ДУСЯ. Если мы с вами едим гречку — нам надо познать закон пирамид, поскольку гречка имеет пирамидальную структуру. И хотя наши мозги не включились, мы уже этими пирамидами пропитываемся! Если хотите понять Россию — ешьте огурцы, а если хотите понять Индию — пейте молоко. Когда мы едим банан, мы “переизлучаем” Африку. Вы не принесли огурцов, мы же в России.

МИЛКА. Там, во втором пакете, слабосоленые. С прошлого года еще осталось.

ПЕТРОВИЧ. Значит, это снова к Любе? Давно его не было…

РАДИК. Ага, последний раз он по зиме был, вот живот-то и нарос. За дитем, видать, прилетел.

СОКОЛОВА. Что вы молчите, Виктор Кузьмич, вы верите во всю чушь эту?

МИЛКА. Идите к столу, готово все.

Все молча рассаживаются вокруг стола. Радик разливает водку в одноразовые стаканы. Виктор Петрович взял стакан, молча выпил.

РАДИК. Повторить? (Виктор Кузьмич кивает.) Это мы с радостью. Пейте, ешьте на здоровье, гости дорогие.

ДУСЯ. Вы заедайте, пожалуйста, мне еще много чего важного сказать вам есть…

ПЕТРОВИЧ (встает). Уважаемые гости, я, как временно исполняющий обязанности председателя, приветствую вас. Хорошо, что приехали. Я думаю, сегодняшний день мы проживем не зря и привнесем друг в друга много нового и полезного.

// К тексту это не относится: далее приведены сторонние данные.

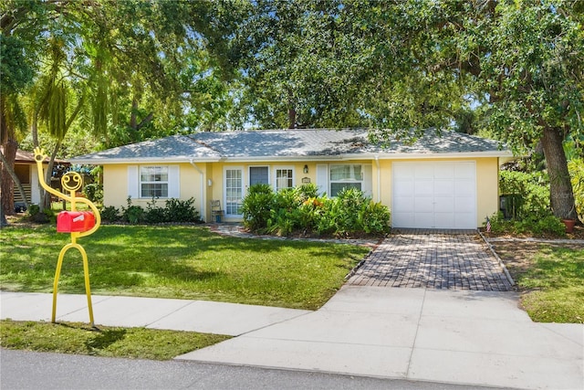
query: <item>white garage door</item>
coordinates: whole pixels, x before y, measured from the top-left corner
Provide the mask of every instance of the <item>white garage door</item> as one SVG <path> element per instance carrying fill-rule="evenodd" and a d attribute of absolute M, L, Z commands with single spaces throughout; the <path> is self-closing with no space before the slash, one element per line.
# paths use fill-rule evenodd
<path fill-rule="evenodd" d="M 392 163 L 393 227 L 476 228 L 474 162 Z"/>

РАДИК. Хорошо сказал, Петрович. Прям как ночью, в обращении.

Все пьют, молча едят. Соколова выпила, смотрит на всех, тихо смеется. Все громче и громче, смех превращается в истерику.

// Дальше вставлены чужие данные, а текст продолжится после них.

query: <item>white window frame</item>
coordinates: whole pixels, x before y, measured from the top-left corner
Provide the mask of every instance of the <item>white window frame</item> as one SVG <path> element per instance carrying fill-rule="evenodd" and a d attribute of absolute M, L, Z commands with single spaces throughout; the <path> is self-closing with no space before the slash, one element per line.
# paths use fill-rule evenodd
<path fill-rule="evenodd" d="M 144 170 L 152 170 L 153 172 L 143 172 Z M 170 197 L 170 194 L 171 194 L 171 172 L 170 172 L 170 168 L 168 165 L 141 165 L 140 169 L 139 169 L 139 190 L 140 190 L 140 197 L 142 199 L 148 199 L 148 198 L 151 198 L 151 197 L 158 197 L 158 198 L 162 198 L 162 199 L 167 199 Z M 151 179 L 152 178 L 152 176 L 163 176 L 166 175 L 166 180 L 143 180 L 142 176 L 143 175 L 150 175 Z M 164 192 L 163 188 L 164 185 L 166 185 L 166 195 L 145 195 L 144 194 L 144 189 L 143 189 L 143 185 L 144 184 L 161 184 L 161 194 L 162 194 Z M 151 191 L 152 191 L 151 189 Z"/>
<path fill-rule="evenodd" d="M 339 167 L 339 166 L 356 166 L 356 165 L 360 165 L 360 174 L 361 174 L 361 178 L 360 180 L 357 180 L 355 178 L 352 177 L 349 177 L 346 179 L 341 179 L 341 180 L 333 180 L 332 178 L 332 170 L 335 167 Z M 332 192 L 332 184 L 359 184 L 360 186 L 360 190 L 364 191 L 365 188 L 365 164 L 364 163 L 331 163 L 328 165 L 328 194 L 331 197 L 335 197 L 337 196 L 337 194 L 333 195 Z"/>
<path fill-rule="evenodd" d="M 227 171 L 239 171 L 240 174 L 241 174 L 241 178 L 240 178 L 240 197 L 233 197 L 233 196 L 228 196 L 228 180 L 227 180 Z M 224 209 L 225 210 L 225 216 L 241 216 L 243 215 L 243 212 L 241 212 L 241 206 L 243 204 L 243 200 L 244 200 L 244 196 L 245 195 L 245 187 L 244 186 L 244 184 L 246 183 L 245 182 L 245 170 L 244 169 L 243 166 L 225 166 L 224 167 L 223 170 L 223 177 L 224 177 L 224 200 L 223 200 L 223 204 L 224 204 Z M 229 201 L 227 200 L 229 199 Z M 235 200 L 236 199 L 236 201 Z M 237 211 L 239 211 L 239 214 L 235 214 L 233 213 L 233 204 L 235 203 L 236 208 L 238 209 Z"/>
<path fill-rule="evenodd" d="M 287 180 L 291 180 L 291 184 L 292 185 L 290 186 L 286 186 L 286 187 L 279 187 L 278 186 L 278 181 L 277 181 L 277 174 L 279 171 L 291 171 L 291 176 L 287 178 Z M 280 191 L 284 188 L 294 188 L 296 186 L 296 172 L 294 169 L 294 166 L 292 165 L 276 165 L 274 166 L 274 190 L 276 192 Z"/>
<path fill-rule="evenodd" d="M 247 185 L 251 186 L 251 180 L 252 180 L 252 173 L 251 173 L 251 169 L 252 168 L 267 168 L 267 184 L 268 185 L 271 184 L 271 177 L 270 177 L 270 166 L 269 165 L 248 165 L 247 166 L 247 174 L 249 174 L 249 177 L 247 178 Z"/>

СОКОЛОВА. НЛО, необъявленный визит! Капец! Баба беременная от гуманоида! Супер! Чего еще есть интересного? (Дусе.) Вы у нас кто будете? Котрактер?! Вы по каким контактам спец? У вас был секс с инопланетянином? И как оно? Они лучше наших? Или такие же козлы?

МИЛКА (Майку). Это водка на нее так действует или она всегда такая?

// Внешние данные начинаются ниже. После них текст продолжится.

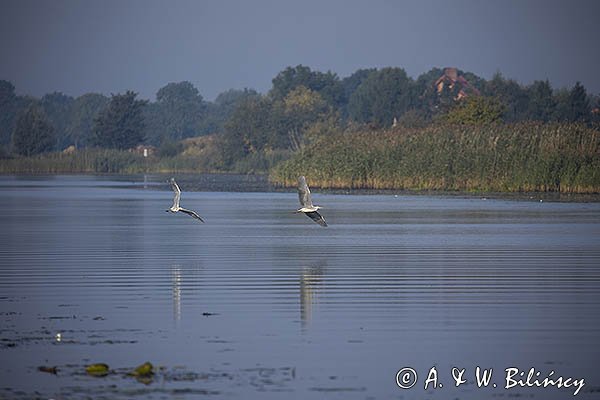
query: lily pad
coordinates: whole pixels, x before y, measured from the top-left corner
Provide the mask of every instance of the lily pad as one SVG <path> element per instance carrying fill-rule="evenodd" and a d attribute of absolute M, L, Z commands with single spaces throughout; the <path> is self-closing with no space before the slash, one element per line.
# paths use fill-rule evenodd
<path fill-rule="evenodd" d="M 154 366 L 146 361 L 142 365 L 133 370 L 132 375 L 137 377 L 152 376 L 154 374 Z"/>
<path fill-rule="evenodd" d="M 88 365 L 87 367 L 85 367 L 85 372 L 87 372 L 87 374 L 91 375 L 91 376 L 101 377 L 101 376 L 108 375 L 110 370 L 109 370 L 108 365 L 106 365 L 104 363 L 97 363 L 97 364 L 91 364 L 91 365 Z"/>
<path fill-rule="evenodd" d="M 49 374 L 56 375 L 56 373 L 58 372 L 58 368 L 56 368 L 56 367 L 47 367 L 45 365 L 42 365 L 42 366 L 38 367 L 38 371 L 40 371 L 40 372 L 47 372 Z"/>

МАЙК. Да я и сам офигел… Сколько банкетов вместе, а такое первый раз наблюдаю. Может, еще водочки, Ира?

ВИКТОР КУЗЬМИЧ. Ну вот, нам еще массовой истерии тут не хватало. Девочка, за вами во сколько должны приехать?

СОКОЛОВА. Мальчик, тебе какая разница?! Мы вольные птицы, пора, брат, пора! Сиди, пей, жуй, ты же специалист в этом, я знаю, потом бы еще в сауну с телочками, ага? Я много чего знаю…

МАЙК. Ирка, помолчи, пожалуйста. Ты чего, в самом деле, разошлась тут?

МИЛКА. Сейчас исправим…

Милка отвесила Ире пощечину, тут же прижала к себе, гладит по голове. Соколова плачет. Молчание.

ДУСЯ. Мощно. Причины войн в том, что Сыны Неба не могут прокормить Дочерей Земли. И вообще, профессия военных — кармическая. Живут они, как большинство неразвитых — в голограмме, и к эволюции не способны.

МАЙК. Вы верите в карму?

ДУСЯ. Ты чего там сказала, кто недоразвитый тут?

ПЕТРОВИЧ. Мила, это она в другом смысле сказала, не про тебя это. Виктор Кузьмич, вам полегче уже или еще налить? Радик, давай еще по одной. Да не принимайте вы все так близко к сердцу, это ко всем относится. Ну да “гантели”, контактеры, ухажеры инопланетные. Бывает и так, вопрос в том, как к этому всему относиться. Так ведь оно? С вас тост, Виктор Кузьмич…

Виктор Кузьмич молча пьет, достает сотовый, долго смотрит, убирает.

РАДИК. До восьми часов можете вообще про него забыть. Давайте знаете за что выпьем? За независимость. Мы же зависимы тут все, кто от чего. Вот я, к примеру, когда в городе жил, без телевизора, сотового, компьютера и интернета не мог просто, а теперь даром не надо. Две зависимости осталось — водка да радио. Жили же раньше люди без всего этого, книги читали, в гости ходили, писали письма, чтобы позвонить, на переговорный пункт ходили…

МИЛКА. Пей уже, балабол, не микрофонь! (Соколовой.) Ну ты как, накапать маленько, примешь?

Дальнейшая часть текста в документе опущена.